Sunday, October 22, 2017

Trump's Presidency Vindicates the GOP's Harshest Critics

Left to right: Noam Chomsky, Hunter S. Thompson, Gore Vidal (Chomsky: AP, taken from; Thompson: Neal Haynes/Getty Images, taken from; Vidal: Maxppp/Landov, taken from
In a 2009 interview with The Times, the controversial author and public intellectual Gore Vidal stated: "the Republican Party is...a mindset, like Hitler Youth, based on hatred — religious hatred, racial hatred. When you foreigners hear the word ‘conservative’ you think of kindly old men hunting foxes. They’re not, they’re fascists." Vidal's assessment, while acerbic in his typical fashion, was not one that was unique to him.

Years earlier, Gonzo journalist Hunter S. Thompson had been even blunter than Vidal was: 
Who are these swine? These flag-sucking half-wits who get fleeced and fooled by stupid little rich kids like George Bush? They are the same ones who wanted to have Muhammad Ali locked up for refusing to kill gooks. They speak for all that is cruel and stupid and vicious in the American character. They are the racists and hate mongers among us; they are the Ku Klux Klan. I piss down the throats of these Nazis. And I am too old to worry about whether they like it or not. Fuck them.
More restrained than these assessments, but ultimately similar to both in its conclusions, was Noam Chomsky's comment on right-wing media (Rush Limbaugh, Michael Savage, etc.) that "The memory that comes to my mind — I don’t want to press the analogy too hard, but I think it’s worth thinking about — is late Weimar Germany.
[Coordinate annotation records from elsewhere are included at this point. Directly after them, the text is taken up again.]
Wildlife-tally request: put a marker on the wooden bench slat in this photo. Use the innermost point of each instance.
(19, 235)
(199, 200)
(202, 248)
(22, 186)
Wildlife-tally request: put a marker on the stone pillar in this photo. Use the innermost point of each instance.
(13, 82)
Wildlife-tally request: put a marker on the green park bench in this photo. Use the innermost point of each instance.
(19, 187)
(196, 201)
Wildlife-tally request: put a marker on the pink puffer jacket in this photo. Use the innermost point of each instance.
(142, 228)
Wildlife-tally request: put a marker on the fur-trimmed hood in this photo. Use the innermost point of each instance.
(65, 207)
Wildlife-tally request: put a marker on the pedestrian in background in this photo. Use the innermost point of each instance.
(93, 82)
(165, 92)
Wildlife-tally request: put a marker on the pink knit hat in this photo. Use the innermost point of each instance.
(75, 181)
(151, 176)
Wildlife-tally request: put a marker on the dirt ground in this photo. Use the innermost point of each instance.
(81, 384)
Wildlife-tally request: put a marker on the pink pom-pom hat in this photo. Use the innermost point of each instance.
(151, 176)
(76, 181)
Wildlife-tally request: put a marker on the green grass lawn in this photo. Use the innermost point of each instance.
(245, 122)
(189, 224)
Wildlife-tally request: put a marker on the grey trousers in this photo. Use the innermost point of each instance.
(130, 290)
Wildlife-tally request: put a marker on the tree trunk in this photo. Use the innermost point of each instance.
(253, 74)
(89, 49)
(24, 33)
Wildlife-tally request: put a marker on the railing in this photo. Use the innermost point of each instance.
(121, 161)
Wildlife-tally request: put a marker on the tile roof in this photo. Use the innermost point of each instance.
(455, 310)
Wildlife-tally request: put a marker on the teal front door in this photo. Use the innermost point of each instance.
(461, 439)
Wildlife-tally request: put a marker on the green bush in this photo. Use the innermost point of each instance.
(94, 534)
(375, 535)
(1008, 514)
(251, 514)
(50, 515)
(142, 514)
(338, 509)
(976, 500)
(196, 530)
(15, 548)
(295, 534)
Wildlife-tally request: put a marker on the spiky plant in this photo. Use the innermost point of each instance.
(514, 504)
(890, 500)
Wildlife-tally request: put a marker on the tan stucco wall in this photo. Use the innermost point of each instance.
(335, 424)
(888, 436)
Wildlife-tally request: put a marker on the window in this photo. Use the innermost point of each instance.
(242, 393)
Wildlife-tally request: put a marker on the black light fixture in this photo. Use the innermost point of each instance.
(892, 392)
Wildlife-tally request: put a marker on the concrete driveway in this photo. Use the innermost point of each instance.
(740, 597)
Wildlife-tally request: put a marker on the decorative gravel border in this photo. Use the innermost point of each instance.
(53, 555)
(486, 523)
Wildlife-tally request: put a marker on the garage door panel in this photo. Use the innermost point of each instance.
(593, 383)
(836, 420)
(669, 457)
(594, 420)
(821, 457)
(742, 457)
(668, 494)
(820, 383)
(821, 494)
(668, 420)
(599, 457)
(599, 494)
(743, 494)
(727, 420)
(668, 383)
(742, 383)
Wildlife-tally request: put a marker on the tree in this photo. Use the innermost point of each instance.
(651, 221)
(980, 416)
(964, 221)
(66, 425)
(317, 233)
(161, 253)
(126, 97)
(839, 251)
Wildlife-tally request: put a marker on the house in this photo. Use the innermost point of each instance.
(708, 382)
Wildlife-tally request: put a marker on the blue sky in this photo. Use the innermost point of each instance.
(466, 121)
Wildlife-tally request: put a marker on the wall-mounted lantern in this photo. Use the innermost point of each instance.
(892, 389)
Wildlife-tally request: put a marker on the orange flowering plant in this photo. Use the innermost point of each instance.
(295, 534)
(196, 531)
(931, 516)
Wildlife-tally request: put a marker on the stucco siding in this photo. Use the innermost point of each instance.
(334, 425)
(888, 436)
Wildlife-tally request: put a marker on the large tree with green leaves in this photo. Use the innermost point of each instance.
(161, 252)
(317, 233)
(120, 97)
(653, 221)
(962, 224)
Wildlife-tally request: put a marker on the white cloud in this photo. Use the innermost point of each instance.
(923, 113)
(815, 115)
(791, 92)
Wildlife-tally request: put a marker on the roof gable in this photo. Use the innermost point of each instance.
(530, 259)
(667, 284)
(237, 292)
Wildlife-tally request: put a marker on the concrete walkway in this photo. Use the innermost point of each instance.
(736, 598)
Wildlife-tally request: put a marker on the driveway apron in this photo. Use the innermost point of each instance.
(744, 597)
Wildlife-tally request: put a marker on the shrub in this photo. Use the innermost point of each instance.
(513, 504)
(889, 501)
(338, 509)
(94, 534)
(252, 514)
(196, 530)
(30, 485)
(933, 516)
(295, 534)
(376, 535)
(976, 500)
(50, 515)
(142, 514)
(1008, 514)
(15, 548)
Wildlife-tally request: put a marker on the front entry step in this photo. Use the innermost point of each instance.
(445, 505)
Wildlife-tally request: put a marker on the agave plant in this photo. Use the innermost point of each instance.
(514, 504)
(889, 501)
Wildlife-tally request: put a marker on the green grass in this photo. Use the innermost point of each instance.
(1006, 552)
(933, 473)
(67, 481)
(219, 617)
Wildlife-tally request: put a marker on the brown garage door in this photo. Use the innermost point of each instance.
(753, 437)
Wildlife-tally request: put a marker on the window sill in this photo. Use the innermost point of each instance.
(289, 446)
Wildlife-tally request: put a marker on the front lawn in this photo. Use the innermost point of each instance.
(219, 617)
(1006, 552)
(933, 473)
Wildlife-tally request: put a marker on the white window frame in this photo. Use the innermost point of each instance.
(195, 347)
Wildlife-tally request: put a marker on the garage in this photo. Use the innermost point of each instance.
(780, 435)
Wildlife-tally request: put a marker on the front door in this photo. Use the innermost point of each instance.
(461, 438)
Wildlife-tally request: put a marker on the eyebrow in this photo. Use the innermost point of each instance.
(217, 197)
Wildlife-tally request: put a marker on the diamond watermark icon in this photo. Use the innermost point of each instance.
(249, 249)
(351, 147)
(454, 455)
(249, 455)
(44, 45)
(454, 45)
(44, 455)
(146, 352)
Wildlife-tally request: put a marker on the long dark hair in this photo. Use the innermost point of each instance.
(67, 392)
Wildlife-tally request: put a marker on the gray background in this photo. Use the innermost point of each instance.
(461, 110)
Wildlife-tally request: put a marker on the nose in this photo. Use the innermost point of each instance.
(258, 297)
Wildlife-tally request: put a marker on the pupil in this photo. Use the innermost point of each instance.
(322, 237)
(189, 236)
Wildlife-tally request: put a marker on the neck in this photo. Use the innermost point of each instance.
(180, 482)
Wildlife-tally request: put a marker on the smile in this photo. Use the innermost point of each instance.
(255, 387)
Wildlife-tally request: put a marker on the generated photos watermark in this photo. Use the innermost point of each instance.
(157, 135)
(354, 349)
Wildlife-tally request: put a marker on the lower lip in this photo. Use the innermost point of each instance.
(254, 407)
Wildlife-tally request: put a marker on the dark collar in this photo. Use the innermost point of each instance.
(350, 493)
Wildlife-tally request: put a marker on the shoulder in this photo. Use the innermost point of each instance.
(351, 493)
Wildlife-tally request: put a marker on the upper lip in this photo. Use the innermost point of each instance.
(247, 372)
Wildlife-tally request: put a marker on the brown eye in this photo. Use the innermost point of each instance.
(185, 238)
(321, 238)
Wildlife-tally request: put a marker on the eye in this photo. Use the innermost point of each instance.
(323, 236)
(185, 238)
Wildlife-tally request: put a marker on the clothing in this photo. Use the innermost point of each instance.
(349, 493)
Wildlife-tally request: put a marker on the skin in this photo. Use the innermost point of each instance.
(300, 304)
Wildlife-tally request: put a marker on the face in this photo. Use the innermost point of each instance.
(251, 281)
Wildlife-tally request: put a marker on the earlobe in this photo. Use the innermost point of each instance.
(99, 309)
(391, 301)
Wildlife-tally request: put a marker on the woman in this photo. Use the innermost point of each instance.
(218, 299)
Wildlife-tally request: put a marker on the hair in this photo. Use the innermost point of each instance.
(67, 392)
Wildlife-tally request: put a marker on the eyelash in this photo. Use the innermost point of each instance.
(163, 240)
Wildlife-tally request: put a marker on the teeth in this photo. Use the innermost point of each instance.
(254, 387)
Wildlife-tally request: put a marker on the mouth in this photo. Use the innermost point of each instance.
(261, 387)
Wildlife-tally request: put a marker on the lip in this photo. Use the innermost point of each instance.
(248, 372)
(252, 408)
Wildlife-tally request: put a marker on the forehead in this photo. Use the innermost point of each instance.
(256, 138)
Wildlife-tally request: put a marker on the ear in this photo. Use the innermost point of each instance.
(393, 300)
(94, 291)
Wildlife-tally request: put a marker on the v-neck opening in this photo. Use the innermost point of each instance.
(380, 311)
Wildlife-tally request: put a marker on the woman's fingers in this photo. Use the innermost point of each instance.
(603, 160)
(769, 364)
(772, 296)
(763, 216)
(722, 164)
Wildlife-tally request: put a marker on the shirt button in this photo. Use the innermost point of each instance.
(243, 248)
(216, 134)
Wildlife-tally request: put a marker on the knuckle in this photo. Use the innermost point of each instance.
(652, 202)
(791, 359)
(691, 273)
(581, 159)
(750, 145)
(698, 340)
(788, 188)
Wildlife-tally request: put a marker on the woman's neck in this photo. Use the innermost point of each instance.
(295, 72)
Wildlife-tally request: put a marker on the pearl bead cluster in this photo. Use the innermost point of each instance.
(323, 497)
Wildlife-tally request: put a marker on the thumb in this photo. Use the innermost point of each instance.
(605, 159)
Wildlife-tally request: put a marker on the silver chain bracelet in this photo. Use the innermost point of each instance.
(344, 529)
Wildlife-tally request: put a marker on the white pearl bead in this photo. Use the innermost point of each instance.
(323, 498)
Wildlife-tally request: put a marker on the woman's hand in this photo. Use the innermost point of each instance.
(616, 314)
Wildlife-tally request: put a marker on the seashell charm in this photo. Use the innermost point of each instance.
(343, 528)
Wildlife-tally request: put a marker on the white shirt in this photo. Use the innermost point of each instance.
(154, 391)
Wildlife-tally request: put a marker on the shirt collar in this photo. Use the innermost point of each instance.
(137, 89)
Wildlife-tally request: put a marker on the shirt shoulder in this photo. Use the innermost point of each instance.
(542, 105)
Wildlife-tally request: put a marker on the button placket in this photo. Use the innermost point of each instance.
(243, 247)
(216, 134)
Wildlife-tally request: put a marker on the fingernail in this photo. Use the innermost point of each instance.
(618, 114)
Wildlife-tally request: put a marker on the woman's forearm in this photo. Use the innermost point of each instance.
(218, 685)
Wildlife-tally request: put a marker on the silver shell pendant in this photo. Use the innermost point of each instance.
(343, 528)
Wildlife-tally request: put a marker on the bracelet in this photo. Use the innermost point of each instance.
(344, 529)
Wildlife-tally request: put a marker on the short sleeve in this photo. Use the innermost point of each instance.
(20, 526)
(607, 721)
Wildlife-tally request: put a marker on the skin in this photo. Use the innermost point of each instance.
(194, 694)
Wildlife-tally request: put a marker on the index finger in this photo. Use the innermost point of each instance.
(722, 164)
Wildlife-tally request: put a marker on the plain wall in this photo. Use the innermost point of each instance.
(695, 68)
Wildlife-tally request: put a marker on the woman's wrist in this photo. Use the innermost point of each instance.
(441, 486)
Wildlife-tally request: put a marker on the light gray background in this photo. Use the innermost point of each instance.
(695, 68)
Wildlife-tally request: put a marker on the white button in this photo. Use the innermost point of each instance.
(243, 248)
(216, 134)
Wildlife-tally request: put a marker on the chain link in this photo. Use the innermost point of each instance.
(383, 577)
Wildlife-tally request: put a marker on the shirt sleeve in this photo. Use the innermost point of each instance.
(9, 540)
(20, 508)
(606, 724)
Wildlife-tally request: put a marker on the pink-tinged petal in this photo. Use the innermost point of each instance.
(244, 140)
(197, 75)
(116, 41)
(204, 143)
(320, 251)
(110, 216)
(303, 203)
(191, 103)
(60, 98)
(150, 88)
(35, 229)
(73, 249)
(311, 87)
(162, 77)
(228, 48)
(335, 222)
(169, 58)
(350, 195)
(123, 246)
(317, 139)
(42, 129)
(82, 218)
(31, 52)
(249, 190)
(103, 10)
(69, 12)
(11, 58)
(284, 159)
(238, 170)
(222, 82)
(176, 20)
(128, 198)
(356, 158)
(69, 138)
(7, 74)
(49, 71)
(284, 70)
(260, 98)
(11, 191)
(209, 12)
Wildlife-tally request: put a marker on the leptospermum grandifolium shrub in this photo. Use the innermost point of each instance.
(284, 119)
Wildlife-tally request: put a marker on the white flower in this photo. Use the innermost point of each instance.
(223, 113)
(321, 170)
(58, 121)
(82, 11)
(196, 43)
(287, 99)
There were people with real grievances, and the Nazis gave them an answer." This assessment, like the previous two, was made back when Donald Trump was known as a real estate mogul and host of "The Apprentice."

So what do we make of comments like this now that Trump is the president of the United States, thanks to the Republican Party? That we have a Republican president who assures us that some of the people at the white nationalist rally in Charlottesville were "fine people?" Who ran on a platform that included banning people from entering the United States based on their religion? Who harshly condemns athletes who kneel during the national anthem but struggles to find a bad word to say about flagrant racists, and who himself has a long history of racist statements?

One approach is exemplified by Bill Maher, who commented that "liberals made a big mistake because we attacked...Bush like he was the end of the world. And he wasn't. And Mitt Romney we attacked that way...Mitt Romney wouldn't have changed my life that much...Or John McCain," and that liberals "cried wolf and that was wrong." Naturally, on the other side of aisle, this is a popular notion, and an article in National Review, written by Charles C.W. Cooke, argued that "when a fine man such as Mitt Romney is given the Hitler treatment too, it becomes difficult for that message to resonate."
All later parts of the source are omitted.